Closed deg closed 5 years ago

deg commented 7 years ago

The current Vase syntax does not make it easy to create new entities with non-string types. :edn-coerce is supported for #vase/query, but not for #vase/transact.

So, this common operation can only be done currently with an interceptor. This pattern appears a couple of times in the current samples, e.g. https://github.com/cognitect-labs/vase/blob/master/samples/petstore-full/src/petstore_full/interceptors.clj#L10. To me, this pattern appears verbose and fragile, especially for such a common operation.

I see several possible ways to extend the syntax:

  1. Support :edn-coerce in #vase/transact maps. But, this is awkward, since the current syntax refers only to the fully-namespaced keywords in the :properties vector, with no :params bindings.
  2. Extend the syntax of :properties. Currently this is a vector of keywords. Each keyword could optionally be a map including, e.g., :edn-coerce true.
  3. Extend the syntax of #vase/transact. Add a :params bindings clause. This can then support end coercion in a syntax exactly parallel to #vase/query. It could also offer an option to define entity-creating routes where the exposed API parameter name does not have to exactly match the internal database attribute keyword.
  4. Extend :params in both #vase/transact and #vase/query. This addresses an additional issue too. :edn-coerce feels a bit unnatural to me. It would be cleaner to have this typing request be part of each parameter in the :params vector.
ohpauleez commented 7 years ago

On master, the transact action literal supports JSON, Transit, and edn. The default data exchange format for a Vase service is JSON, with all of the limitations of JSON (as well as its ubiquity). transact doesn't have :edn-coerce because the value types are determined by the data exchange format -- You should only have string data if you actually send string values as part of the JSON payload.

If you have UUID/Instant/Custom data type representations in your schema, you ether have to "double-parse" as done in the link you provided (this is typically what most JSON services do, regardless of language/platform), or change data formats for your given API (which can be seen in this example)

deg commented 7 years ago

I see, thanks.

My misunderstanding came from a very different perspective, which may be useful:

The current implementation is thinking of type information coming only from the exchange format. But, especially in the case of transact, we have a second source of type clues: the type associated with the entity attribute in the :vase.norm/txes.

I've already declared [:myNs/date :one :instant "..."]. Vase can reduce the amount of boilerplate I need to write, by letting me specify an option to cast the incoming string into an instant. The same holds true, of course, for all the other non-string types.
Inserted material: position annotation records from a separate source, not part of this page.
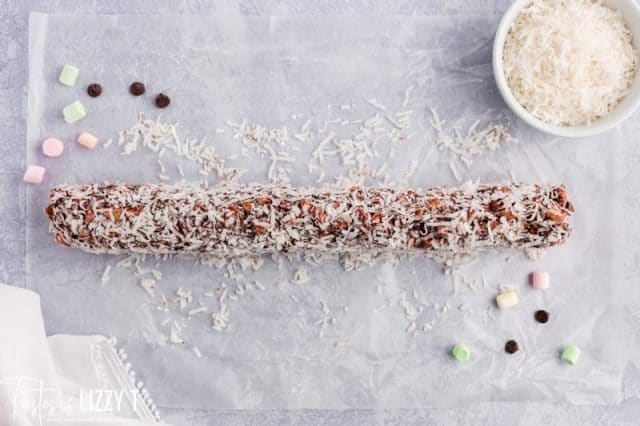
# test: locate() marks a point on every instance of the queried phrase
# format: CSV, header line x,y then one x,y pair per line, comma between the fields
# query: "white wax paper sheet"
x,y
377,337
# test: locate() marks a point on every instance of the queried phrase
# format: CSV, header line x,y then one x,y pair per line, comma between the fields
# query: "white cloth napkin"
x,y
62,379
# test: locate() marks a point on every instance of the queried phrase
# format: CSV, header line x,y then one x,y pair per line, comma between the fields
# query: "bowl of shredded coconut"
x,y
568,67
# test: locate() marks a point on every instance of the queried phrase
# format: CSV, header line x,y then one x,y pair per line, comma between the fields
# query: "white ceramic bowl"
x,y
631,13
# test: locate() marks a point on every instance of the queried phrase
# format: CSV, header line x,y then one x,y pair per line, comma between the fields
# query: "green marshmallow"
x,y
68,75
461,352
73,112
570,354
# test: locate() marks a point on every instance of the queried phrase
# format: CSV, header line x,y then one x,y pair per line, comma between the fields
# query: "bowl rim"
x,y
598,126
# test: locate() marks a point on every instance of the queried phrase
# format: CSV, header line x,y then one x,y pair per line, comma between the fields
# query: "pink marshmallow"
x,y
34,174
52,147
87,140
540,279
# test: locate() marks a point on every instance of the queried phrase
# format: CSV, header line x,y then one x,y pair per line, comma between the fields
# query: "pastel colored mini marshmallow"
x,y
87,140
68,75
507,299
34,174
73,112
570,354
52,147
540,279
461,352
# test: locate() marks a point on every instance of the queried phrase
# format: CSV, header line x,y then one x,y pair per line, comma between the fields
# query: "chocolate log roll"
x,y
232,220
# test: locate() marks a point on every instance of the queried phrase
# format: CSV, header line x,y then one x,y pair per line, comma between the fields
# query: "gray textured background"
x,y
13,82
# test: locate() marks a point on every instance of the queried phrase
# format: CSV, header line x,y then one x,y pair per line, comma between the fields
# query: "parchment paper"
x,y
343,339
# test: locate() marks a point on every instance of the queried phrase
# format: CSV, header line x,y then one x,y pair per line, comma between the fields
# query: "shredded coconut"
x,y
569,62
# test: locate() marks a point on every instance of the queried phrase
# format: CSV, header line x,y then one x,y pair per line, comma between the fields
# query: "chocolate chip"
x,y
137,88
162,101
94,90
511,346
541,316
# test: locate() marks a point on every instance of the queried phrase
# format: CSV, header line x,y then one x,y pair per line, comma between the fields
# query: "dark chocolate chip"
x,y
94,90
162,101
541,316
137,88
511,346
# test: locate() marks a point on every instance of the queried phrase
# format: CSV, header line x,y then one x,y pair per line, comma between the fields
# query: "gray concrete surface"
x,y
13,89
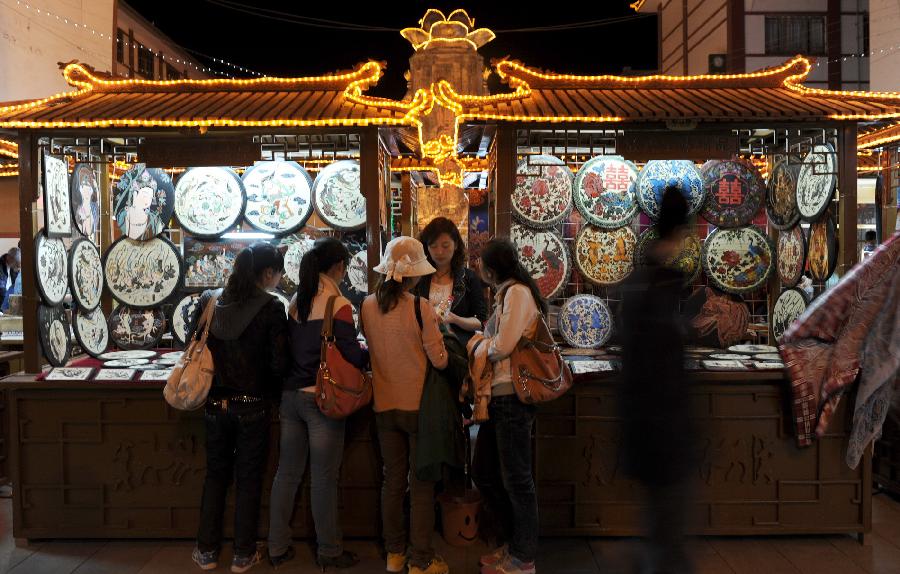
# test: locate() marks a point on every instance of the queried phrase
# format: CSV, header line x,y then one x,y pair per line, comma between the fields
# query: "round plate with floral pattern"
x,y
543,193
658,174
737,260
605,191
584,321
734,192
791,256
545,256
605,256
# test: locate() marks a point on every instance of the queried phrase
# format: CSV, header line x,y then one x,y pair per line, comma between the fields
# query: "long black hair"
x,y
501,257
249,266
325,254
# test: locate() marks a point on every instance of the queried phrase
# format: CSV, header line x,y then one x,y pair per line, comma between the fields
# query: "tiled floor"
x,y
785,555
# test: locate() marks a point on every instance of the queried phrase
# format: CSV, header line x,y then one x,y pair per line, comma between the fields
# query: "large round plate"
x,y
658,174
135,329
142,274
738,260
791,256
734,192
822,248
584,321
53,328
144,202
781,200
788,308
816,182
209,201
279,196
338,197
603,256
91,331
543,193
51,268
605,191
687,260
86,274
545,256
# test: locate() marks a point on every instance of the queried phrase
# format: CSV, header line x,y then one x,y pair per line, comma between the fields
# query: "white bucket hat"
x,y
404,257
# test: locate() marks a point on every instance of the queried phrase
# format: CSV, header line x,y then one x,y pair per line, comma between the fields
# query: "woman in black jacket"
x,y
248,342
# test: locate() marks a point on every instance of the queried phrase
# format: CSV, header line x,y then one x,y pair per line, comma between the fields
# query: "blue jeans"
x,y
307,433
504,441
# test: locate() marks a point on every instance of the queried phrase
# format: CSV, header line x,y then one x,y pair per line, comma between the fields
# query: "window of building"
x,y
791,35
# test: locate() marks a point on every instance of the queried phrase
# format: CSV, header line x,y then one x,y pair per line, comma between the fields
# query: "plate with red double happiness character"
x,y
734,192
543,193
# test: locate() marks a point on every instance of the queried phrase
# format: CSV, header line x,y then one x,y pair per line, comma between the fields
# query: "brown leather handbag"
x,y
341,388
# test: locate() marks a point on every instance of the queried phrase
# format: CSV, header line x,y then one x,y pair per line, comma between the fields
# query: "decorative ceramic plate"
x,y
687,260
816,182
209,201
182,315
279,196
605,257
791,256
585,321
658,174
57,209
91,331
789,306
543,193
781,200
822,248
735,192
51,269
144,202
738,260
545,256
605,191
85,199
338,197
142,274
86,274
53,328
131,328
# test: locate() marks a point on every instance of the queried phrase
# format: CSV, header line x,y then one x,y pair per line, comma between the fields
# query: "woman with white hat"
x,y
400,352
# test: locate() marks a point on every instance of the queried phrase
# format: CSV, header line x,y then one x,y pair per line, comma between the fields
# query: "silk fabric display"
x,y
144,201
543,193
822,250
51,269
816,182
659,174
605,257
738,260
605,191
546,257
791,259
735,192
53,329
338,196
86,274
781,200
209,201
91,331
279,196
584,321
687,260
135,329
142,274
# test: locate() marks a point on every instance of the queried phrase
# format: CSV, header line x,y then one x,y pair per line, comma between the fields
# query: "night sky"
x,y
279,47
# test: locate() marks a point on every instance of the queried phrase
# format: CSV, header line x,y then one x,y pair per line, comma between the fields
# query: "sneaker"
x,y
436,566
206,560
240,564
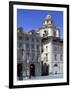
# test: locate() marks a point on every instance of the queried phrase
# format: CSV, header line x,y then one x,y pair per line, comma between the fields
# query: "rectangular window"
x,y
46,48
61,57
55,57
37,47
32,46
46,57
32,39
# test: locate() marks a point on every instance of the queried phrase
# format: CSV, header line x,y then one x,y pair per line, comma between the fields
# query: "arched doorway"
x,y
45,69
32,70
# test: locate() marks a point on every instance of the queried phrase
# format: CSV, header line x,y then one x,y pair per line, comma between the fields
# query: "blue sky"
x,y
32,19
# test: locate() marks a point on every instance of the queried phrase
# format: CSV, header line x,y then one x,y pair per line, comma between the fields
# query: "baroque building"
x,y
52,47
40,53
28,53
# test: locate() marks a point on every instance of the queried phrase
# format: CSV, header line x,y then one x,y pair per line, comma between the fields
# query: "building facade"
x,y
40,53
52,47
28,53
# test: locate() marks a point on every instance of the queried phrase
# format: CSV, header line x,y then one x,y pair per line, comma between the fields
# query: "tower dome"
x,y
48,17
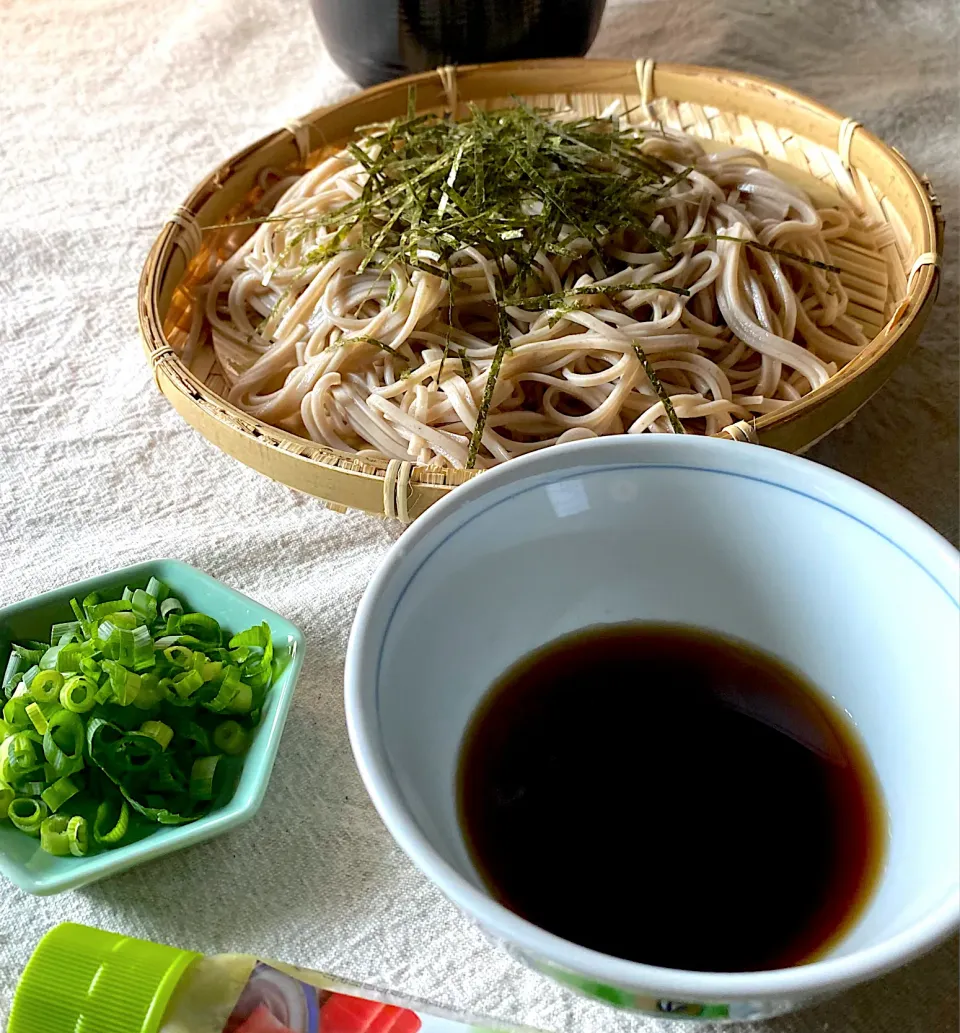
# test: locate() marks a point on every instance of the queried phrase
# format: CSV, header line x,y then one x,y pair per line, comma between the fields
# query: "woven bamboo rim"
x,y
890,262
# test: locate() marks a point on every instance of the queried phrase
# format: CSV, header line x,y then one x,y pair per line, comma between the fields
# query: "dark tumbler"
x,y
373,40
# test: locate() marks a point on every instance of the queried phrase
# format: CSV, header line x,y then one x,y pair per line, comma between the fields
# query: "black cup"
x,y
374,40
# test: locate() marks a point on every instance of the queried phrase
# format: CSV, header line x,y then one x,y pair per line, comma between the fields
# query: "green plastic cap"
x,y
84,980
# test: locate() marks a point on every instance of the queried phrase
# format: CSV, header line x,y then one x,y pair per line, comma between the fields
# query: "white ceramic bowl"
x,y
772,549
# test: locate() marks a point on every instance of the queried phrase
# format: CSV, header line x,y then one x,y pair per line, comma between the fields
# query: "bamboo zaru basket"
x,y
889,257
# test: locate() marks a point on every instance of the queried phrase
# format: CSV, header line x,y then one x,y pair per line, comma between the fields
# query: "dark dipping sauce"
x,y
671,796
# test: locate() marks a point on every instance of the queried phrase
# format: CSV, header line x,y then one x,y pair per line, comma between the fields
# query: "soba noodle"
x,y
367,353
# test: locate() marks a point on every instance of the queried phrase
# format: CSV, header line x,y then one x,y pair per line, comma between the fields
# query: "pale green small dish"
x,y
22,861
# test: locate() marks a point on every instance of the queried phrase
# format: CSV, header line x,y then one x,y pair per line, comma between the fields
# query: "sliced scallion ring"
x,y
45,686
54,837
27,813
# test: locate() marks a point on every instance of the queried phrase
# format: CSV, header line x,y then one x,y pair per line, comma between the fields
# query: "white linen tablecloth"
x,y
110,112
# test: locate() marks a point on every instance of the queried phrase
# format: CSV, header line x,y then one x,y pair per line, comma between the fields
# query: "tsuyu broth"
x,y
671,796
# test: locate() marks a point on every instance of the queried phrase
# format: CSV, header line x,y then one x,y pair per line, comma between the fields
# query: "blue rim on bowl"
x,y
776,471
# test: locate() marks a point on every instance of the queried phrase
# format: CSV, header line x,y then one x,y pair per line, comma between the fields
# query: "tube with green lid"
x,y
86,980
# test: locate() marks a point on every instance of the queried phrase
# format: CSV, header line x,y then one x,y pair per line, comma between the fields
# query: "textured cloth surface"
x,y
110,112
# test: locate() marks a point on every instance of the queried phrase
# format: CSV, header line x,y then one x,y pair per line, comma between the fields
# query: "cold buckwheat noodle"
x,y
460,293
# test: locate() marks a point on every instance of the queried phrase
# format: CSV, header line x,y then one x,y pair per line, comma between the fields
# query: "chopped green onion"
x,y
110,827
158,730
54,836
79,836
202,775
49,659
79,694
187,683
134,752
45,686
58,793
64,727
18,757
145,605
60,634
146,663
14,713
179,656
14,665
37,719
151,692
124,684
230,738
196,736
28,814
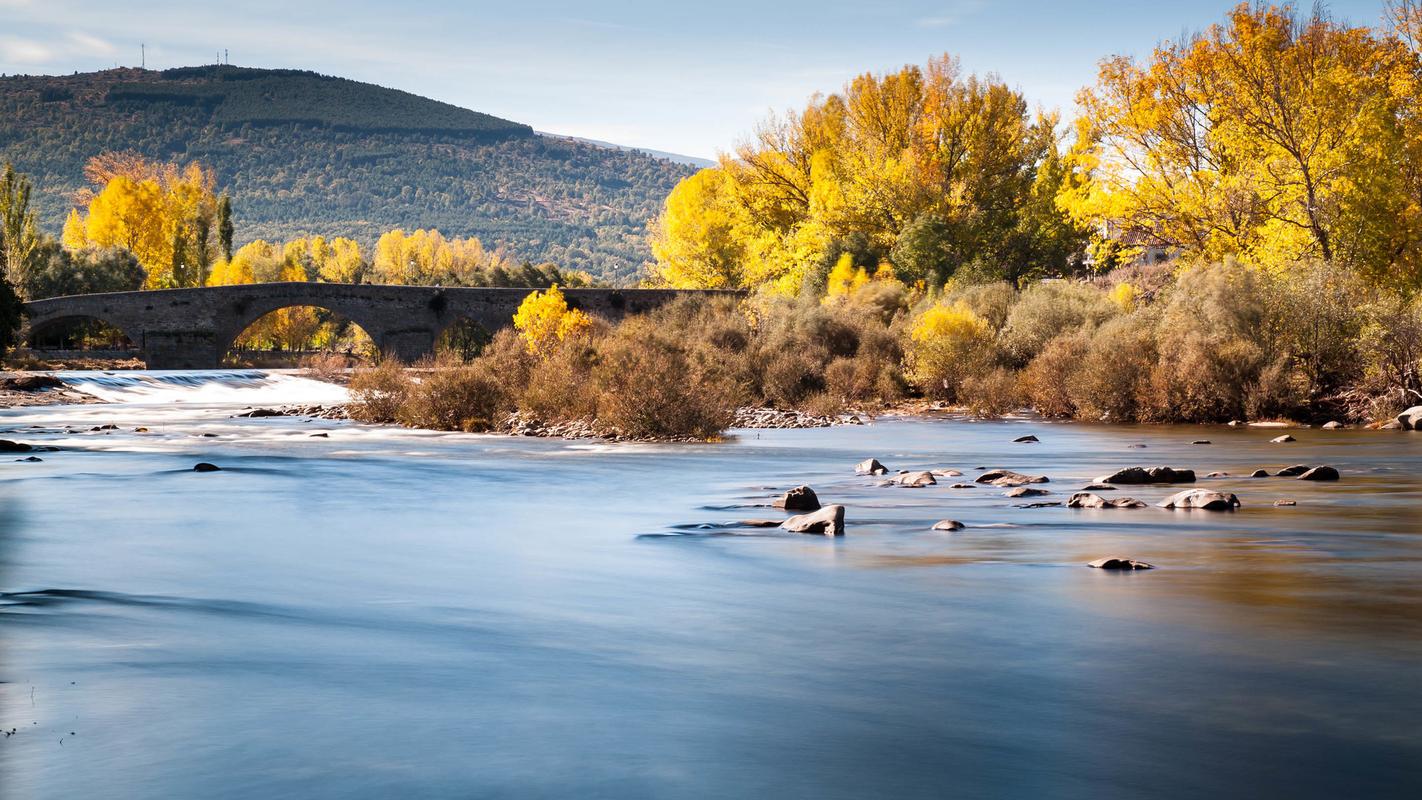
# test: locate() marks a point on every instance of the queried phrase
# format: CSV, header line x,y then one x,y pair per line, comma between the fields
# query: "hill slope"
x,y
303,152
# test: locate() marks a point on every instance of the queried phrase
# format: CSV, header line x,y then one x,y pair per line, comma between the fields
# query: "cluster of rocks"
x,y
765,418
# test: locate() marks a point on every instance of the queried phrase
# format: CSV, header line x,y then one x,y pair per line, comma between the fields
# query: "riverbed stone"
x,y
870,466
1115,563
1008,478
917,479
828,520
1088,500
1411,419
1320,473
1205,499
1152,475
798,499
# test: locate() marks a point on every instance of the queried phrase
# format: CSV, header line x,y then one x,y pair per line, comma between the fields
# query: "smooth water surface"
x,y
386,613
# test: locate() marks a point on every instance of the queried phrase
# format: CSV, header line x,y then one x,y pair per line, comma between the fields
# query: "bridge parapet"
x,y
192,328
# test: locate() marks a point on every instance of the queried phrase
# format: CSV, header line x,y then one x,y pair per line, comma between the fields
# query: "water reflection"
x,y
386,613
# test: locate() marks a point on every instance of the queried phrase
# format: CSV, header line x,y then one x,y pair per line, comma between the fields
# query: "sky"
x,y
691,78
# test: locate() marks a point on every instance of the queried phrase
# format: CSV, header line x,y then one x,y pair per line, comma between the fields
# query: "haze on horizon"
x,y
654,76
ddeaguiar commented 5 years ago

I think it's preferable to keep entity coercions based on entity attributes out of core. That change is of low value considering that changing data exchange format should be sufficient in the majority of cases. If anything, the exceptions would likely require knowledge of the application context (i.e., domain, etc.), requiring a custom implementation, to return the correct result. Each data exchange format has it's tradeoffs, it's up to the service developer to consider these and accounting for them during development.